The question of the difference in the mode of restoration in these two cases probably goes much deeper, involving the intimate nature of the nervous process underlying dis-inhibition. Regarding the nervous mechanism of dis-inhibition we cannot hope at present to approach anything like a fundamental conception, since as yet we know little about the real nature either of the inhibitory process, or of the excitatory process, or of their mutual relations.
I should like, however, specially to direct your attention to one very important feature which repeatedly enforces notice. We have seen that the very same extra stimuli, which, when they evoke strong extraneous reflexes, produce external inhibition of the positive conditioned reflexes, produce, when their effect is weak from the start or weakened by repetition, dis-inhibition of the conditioned reflexes which were made to undergo extinction. Many examples of this will appear in the next lecture. We are now afforded some justification for regarding dis-inhibition, as we did a short while ago, as being the " inhibition of an inhibition." By this we do not pretend, however, to explain the underlying mechanism of dis-inhibition.
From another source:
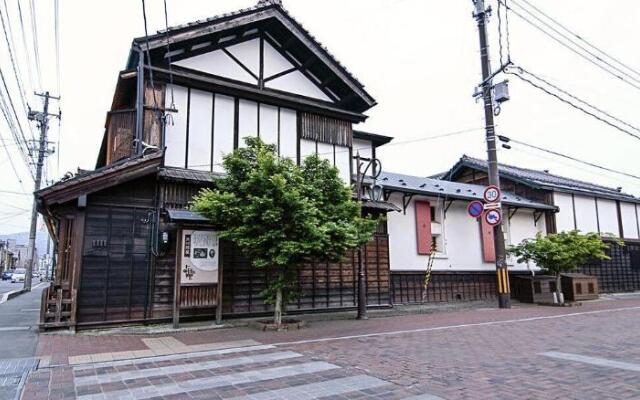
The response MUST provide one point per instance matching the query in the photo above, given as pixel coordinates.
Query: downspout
(139, 100)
The main conclusion of our discussion of the experimental evidence described in this lecture can be summed up briefly as follows. A stimulus to a positive conditioned reflex can under certain definite conditions readily be transformed into a stimulus for a negative or inhibitory conditioned reflex; this transformation is fairly rapid, smooth and progressive. It becomes obvious therefore that in our further study of the function of the cerebral hemispheres we shall necessarily be dealing not only with positive but also with negative or inhibitory conditioned reflexes.